Es con esta sociología que el discurso represivo se encuentra cuando llega a la “Estrategia por la vida y la convivencia”. Ese encuentro genera algunos cambios en la forma en que el Estado lidia con los pobres y los excluidos: por ejemplo, las políticas sociales reciben una legitimación muy explícita. Ese cambio no es menor: no hay poca diferencia entre meter a alguien en un salón de clases y meterlo en la celda de una comisaría o la parte de atrás de una ambulancia. Eso puede contarse como un éxito para esta sociología, y creo que ella —o mejor dicho, quienes la producen tanto en la academia como en el Estado— representa un intento serio y sincero por torcer la forma en que el Estado lidia con los excluidos hacia formas menos represivas. Y seguramente para un joven individualmente considerado sea mucho mejor estar que no estar en programas como Jóvenes en Red. No obstante, cuatro años después de la aparición de la “Estrategia…” lo limitado de este camino es suficientemente claro: desde 2012 la política de seguridad no hizo sino afianzarse en sus rasgos más represivos.
Sin embargo, era algo de esperar, ya que si bien la “Estrategia…” introduce algunos cambios, no toca en absoluto los tres puntos clave de la hegemonía securitaria: la separación tajante entre pobres y trabajadores, el foco en los pobres y la moralización de la pobreza. Las “clases peligrosas” no dejan de retornar. Porque “joven que no estudia ni trabaja” significa “joven excluido y marginado”, pero también significa “joven atorrante y peligroso”. Lo que esta sociología permite es jugar en los dos registros a la vez: puede ser utilizada tanto para sostener el discurso securitario de la represión como el discurso progresista de las políticas sociales. Y lo permite porque no deja de considerar que el problema de la pobreza es cualitativamente diferente del problema de la clase trabajadora en general, que la pobreza y la inmoralidad están intrínsecamente entrelazadas y que la pobreza se soluciona con gestión y no con política.
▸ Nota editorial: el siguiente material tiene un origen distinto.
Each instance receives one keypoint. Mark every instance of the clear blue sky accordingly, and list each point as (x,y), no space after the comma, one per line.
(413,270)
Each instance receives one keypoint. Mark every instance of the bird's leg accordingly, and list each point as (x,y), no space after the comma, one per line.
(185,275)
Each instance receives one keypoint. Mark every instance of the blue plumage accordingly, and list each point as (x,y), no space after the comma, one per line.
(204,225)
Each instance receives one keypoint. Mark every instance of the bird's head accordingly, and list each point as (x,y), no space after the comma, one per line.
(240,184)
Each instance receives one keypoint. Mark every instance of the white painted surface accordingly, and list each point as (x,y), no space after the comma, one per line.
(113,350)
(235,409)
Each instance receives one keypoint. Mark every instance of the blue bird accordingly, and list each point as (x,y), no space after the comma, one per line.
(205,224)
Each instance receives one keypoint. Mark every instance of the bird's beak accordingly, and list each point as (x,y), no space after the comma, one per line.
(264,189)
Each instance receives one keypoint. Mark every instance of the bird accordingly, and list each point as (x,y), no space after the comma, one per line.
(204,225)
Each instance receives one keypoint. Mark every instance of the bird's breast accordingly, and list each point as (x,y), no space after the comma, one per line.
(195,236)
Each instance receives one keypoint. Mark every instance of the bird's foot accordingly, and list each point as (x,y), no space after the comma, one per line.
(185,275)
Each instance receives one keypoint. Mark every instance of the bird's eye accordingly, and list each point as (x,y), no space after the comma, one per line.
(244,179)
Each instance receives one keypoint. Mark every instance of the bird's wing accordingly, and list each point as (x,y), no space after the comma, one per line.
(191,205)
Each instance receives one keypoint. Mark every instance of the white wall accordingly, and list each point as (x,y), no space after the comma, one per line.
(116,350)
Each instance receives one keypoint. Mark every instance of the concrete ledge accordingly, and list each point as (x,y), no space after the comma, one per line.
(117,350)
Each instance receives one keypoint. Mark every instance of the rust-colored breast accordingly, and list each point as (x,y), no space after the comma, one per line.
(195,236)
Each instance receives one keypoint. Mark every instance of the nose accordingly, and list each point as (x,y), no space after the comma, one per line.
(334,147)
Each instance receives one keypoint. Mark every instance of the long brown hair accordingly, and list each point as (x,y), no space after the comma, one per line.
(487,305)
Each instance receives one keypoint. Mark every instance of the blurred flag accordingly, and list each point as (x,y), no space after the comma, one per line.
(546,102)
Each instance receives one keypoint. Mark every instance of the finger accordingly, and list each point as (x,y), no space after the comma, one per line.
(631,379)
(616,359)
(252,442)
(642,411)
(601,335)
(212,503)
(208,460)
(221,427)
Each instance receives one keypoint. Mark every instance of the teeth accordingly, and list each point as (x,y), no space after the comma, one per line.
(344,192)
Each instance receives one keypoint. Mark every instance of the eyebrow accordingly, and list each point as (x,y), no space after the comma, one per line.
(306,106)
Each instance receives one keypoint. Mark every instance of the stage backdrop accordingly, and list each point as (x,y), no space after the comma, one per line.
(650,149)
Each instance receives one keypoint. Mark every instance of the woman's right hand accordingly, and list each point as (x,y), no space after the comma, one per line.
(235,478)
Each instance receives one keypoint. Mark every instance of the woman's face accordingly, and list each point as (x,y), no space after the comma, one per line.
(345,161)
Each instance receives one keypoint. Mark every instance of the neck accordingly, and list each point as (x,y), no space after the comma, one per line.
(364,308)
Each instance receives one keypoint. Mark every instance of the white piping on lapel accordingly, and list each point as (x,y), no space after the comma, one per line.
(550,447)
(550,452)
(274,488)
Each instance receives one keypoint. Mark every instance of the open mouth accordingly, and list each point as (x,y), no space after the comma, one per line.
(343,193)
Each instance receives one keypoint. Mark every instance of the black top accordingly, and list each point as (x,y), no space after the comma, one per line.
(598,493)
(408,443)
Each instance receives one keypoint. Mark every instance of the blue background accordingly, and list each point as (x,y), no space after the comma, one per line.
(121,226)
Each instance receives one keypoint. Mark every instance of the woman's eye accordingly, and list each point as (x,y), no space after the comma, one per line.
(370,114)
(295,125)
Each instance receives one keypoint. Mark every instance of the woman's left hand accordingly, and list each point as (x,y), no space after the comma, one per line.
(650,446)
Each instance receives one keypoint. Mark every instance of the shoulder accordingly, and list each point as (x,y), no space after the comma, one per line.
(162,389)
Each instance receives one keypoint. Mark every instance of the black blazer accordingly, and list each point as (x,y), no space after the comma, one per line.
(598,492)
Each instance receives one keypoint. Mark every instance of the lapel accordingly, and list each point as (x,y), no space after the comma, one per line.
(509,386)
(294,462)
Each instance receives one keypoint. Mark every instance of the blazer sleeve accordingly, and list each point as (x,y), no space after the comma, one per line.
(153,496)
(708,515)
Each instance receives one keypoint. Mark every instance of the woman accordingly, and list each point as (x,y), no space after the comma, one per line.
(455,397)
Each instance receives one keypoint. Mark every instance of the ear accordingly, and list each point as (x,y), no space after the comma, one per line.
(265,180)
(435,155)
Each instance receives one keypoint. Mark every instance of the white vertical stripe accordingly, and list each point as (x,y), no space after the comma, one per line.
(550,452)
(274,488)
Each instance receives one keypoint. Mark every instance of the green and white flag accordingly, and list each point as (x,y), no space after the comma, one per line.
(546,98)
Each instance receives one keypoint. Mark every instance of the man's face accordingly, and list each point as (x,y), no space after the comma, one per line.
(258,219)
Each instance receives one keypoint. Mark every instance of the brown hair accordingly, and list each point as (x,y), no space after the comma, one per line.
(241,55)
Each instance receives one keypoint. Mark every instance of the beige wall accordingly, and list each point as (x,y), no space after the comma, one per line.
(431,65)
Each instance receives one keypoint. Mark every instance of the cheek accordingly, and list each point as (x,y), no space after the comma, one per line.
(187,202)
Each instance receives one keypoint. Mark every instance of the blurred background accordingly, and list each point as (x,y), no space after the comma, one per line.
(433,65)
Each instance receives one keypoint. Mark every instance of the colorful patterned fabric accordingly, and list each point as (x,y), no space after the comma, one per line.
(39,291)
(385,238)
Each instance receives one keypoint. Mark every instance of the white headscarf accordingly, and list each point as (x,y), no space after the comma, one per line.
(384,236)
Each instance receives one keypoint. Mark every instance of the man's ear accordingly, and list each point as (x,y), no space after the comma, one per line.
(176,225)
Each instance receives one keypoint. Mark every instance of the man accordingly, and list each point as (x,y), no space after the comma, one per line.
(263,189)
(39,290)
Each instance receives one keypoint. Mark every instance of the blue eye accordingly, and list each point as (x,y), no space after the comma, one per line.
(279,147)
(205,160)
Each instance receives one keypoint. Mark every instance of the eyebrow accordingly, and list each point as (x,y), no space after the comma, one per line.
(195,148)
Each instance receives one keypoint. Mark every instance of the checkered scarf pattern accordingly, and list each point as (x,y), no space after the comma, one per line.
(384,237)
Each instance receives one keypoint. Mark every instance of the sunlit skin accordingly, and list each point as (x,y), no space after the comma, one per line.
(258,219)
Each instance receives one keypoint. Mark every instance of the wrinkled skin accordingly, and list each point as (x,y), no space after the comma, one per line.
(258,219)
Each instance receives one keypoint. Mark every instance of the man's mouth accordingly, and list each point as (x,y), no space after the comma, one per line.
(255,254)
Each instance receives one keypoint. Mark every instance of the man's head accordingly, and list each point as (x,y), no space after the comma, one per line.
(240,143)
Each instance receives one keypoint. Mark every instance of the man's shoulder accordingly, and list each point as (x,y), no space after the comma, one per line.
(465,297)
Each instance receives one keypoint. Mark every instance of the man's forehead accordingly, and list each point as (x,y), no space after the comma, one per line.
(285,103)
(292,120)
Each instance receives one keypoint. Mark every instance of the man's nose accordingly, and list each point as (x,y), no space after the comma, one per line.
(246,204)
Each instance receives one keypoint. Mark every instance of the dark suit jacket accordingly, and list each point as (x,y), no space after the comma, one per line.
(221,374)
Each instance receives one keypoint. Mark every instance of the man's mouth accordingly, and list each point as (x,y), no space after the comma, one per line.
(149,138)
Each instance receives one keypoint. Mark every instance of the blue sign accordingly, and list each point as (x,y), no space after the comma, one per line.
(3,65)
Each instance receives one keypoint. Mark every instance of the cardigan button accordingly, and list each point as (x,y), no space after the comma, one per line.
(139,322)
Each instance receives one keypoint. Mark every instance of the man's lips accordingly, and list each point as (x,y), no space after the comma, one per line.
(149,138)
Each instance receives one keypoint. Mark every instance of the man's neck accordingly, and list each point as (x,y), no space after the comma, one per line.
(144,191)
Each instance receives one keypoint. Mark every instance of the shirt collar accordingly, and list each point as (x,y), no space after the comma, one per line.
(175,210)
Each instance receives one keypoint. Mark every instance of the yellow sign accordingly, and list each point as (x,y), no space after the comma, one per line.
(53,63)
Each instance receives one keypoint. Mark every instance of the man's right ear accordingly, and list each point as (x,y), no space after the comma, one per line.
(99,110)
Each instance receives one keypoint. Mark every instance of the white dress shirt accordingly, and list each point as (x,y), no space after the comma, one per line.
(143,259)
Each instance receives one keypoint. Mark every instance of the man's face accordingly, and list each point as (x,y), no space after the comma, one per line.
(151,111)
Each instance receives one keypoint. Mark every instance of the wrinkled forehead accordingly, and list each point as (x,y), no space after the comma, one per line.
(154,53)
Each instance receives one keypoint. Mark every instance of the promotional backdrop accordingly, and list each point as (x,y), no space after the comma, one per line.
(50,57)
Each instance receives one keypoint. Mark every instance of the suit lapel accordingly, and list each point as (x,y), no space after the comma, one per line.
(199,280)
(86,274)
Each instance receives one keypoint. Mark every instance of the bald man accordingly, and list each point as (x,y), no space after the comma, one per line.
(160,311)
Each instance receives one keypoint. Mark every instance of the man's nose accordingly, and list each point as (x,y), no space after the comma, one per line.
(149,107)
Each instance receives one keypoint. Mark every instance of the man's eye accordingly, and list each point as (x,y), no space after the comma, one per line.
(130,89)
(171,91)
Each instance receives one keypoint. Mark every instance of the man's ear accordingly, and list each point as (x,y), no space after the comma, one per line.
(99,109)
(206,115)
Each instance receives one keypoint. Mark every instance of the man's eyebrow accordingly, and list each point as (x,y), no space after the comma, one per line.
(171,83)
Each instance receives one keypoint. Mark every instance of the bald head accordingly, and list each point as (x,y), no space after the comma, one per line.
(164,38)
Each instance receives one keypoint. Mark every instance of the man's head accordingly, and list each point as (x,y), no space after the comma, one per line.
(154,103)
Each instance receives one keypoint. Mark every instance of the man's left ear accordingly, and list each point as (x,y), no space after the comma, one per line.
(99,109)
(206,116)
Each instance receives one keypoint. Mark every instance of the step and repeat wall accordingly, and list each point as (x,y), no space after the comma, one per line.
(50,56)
Se trata de una sociología útil a un gobierno posneoliberal que no modifica en lo esencial un modelo de acumulación basado en la exportación de commodities y la atracción de capitales transnacionales vía exoneraciones impositivas y paz social (sindical), al cual complementa con una buena gestión de una buena coyuntura y una muy importante redistribución, a la vez que deja básicamente intactos los privilegios de los poderosos. Es esta sociología y las políticas sociales en ella inspiradas lo que genera el espacio para la propuesta del general Manini Ríos. Porque si bien aquellas reniegan del uso de la disciplina y apuestan a capturar el deseo y la pasión del joven, al igual que el comandante en jefe entienden que la llave para la solución del problema está en la subjetividad de estos jóvenes, en sus creencias y sus habilidades. Que esa subjetividad pueda cambiarse a caricias o a palazos termina volviéndose un detalle técnico que ya resolverá un buen gestor.